La analisi, quindi, altamente specialistica del Magistrato delle distinte condizioni che si ritengono necessarie siccome parametrate, se non appaganti sulla prova perché circostanziate solo su vacue attività burocratiche della Struttura, spinge lo stesso Estensore a formulare – accertato un rapporto causale – un giudizio preventivo di autodeterminazione conciliativa tra tutte le parti del giudizio, le quali, sempre secondo l’interpretazione del Tribunale, sono in possesso di tutti gli strumenti e le conoscenze per pervenire ad un accordo favorevole per ciascuna di esse.

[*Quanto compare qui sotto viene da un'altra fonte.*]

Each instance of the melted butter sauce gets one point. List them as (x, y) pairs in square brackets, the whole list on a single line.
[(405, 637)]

Conseguenza di ciò, è l’invito alla mediazione demandata (ai sensi dell’art. 5 co.II° decr.legsl.28/10 come modificato dal decreto-legge 21 giugno 2013, n. 69) che rappresentata, quindi, per il Tribunale di Roma – Giudice dott. Massimo Moriconi – “…considerati i gravosi ruoli dei giudici ed i tempi computati in anni per le decisioni delle cause, una soluzione, che va assunta in un ottica non di preconcetto antagonismo giudiziario, ma di reciproca rispettosa considerazione e valutazione dei reali interessi di ciascuna delle parti, non potrebbe che essere vantaggiosa per tutte le parti…”

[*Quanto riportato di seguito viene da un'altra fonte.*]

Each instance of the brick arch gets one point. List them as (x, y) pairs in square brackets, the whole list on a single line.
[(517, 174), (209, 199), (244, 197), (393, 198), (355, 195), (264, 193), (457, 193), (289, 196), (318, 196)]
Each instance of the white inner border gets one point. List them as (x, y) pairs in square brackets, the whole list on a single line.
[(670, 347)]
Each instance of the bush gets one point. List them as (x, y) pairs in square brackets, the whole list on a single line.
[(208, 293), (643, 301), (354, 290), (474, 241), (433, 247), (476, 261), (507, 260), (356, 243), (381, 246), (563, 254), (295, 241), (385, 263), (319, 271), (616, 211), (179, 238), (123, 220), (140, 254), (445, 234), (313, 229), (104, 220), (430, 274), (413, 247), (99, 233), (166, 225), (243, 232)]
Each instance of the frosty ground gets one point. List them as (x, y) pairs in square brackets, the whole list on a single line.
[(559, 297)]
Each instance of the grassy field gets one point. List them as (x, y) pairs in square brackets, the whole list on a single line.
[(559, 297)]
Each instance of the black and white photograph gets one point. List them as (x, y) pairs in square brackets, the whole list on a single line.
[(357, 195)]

In una tale prospettiva, specialmente se l’organismo di mediazione ed il mediatore saranno scelti in base ai criteri della competenza e della professionalità – continua il Magistrato – l’invio in mediazione effettuato da parte del giudice ai sensi del riformato secondo comma dell’art.5 decr.lgsl.28/10, non è più un semplice invito bensì rappresenta un ordine presidiato da sanzioni per la parte resasi inadempiente e/o non collaborativa e/o non partecipativa.

 

Ulteriore richiamo il Tribunale di Roma rivolge nei confronti di quei soggetti – Strutture – pubblici (si aggiungano anche privati) che sono restii a partecipare, pur quando ritualmente convocati, al procedimento mediazione. Ove mai l’esistenza di una posizione pregiudiziale in tal senso non esista, non sarebbe da aggiungere altro. In caso contrario vale ricordare che la partecipazione al procedimento di mediazione demandata è obbligatoria per legge e che proprio in considerazione di ciò NON è giustificabile la scelta aprioristica di rifiuto e di non partecipazione al procedimento di mediazione stesso. Neppure ove tale condotta muova dal timore di incorrere in un danno erariale a seguito della conciliazione. Va, infatti, considerato che in tale timore è insita un’aporia. A prescindere che esiste la possibilità di un autorevole e rassicurante ausilio nel percorso, sta di fatto che la legge, nel disciplinare la mediazione, sia dal punto di vista attivo (istante) che passivo (convocato), non fa alcuna eccezione per quanto riguarda l’ente pubblico.

 

Invero, tale richiamo partecipativo, operato dal Tribunale Capitolino – con espressa attenzione ai giudizi di responsabilità medica e/o professionale –, si ritiene debba essere rivolto – in assenza di una specifica causa giustificativa – anche al terzo chiamato (Compagnie di assicurazione), qualora l’indagine compiuta in sede giudiziale abbia valutato – seppur sommariamente ma compiutamente – anche gli aspetti più rilevanti delle azionate domande di manleva/garanzia.